Nov 17 2009

School Days

I don’t make much of a secret of the fact that I think our schools are worse than worthless.  I don’t go around telling people what they should do with their kids, but if someone asks me what I think about education, I’ll give them an honest answer.  I think kids would be better educated and we’d be better off as a society if we burned down all the schools and started over.  I’ll go into all the reasons for that sometime when I have all day to type, but I’m always on the lookout for examples that back me up.

Here’s a study from the UK that found that kids who start school early end up dropping out early too.  So the parents who get their kids into a “tough” preschool at age 3 in hopes of giving them a head start on college are more likely to end up with a 20-year-old living in the basement and starting a rock band.  The study’s author suggests it has something to do with anxiety and self-esteem, but I think it’s simpler than that, because (and this seems to be rare) I still remember what school was like: they get bored.  After all, how many adults stay at the same job for 13, 15, 20 years without getting bored and wanting to go elsewhere?  Kids are far more curious and energetic than adults, so it’s no surprise that after several years of sitting and standing in lines and listening to lectures and doing homework, they drop out of the process, mentally if not officially.

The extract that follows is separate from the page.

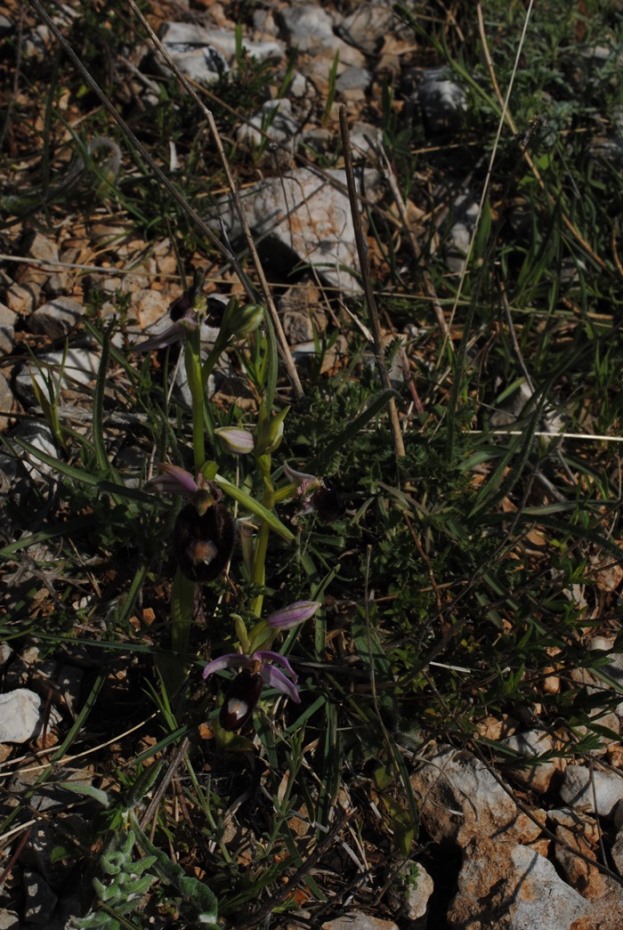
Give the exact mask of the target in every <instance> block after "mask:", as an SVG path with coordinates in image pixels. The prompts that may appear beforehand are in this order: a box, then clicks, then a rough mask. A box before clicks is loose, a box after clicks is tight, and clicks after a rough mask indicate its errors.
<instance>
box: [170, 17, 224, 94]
mask: <svg viewBox="0 0 623 930" xmlns="http://www.w3.org/2000/svg"><path fill="white" fill-rule="evenodd" d="M161 40H162V44H163V45H164V47H165V48H166V50H167V51H168V53H169V54H170V56H171V58H172V59H173V61H174V62H175V64H176V65H177V67H178V68H179V70H180V71H181V72H182V74H184V75H185V76H186V77H187V78H190V80H192V81H197V83H199V84H206V85H210V84H216V83H217V82H218V81H219V80H220V79H221V78H222V77H223V75H225V74H227V73H228V71H229V64H228V63H227V60H226V58H225V57H224V55H223V54H222V53H221V52H220V51H219V50H218V49H217V48H215V47H214V45H213V43H212V40H211V31H210V30H208V29H204V28H203V27H201V26H197V25H195V24H193V23H165V25H164V26H163V28H162V30H161ZM156 63H157V64H158V67H159V68H160V70H161V71H162V72H163V73H164V74H166V75H168V74H170V68H169V66H168V64H167V63H166V61H165V60H164V59H163V58H162V57H161V56H159V55H157V56H156Z"/></svg>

Apparently in most European countries, kids don’t start official “education” until age 6 or 7, which many Americans would consider tantamount to child neglect.  Before that, kids just play with blocks and throw mud pies at each other or whatever.  I think they’re onto something.

And here’s a good article by Tom Naughton, who is as perceptive as he is funny, about the tight restrictions on the lunch he sends with his daughter to school.  (Note that this is a church-run preschool, by the way, in case you’re thinking private schools are the answer.  It’s also in Tennessee, not Berkeley, CA.)  I don’t think adults realize just how much more federal meddling there is in schools today than there was a generation ago (and there was plenty then).  No one graded our bag lunches back then, even in public school.  But now, funding gets attached to these things, so the schools have to peer-pressure the parents into playing along, even with things they don’t agree with, because we’re all convinced that dollars=learning.

There are scads of these programs now, all with the carrot of funding attached to the strings of regulations, so that every school—public or private—is forced to be pretty much the same as all the others, or make do with less money.  Schoolboards are left a few things they can tinker with, like whom they hire to run all these programs, or whether they have seven or eight periods in a day, but they can’t change anything important except the local property tax rate.

Burn them all down and start over.  No, I’m not kidding.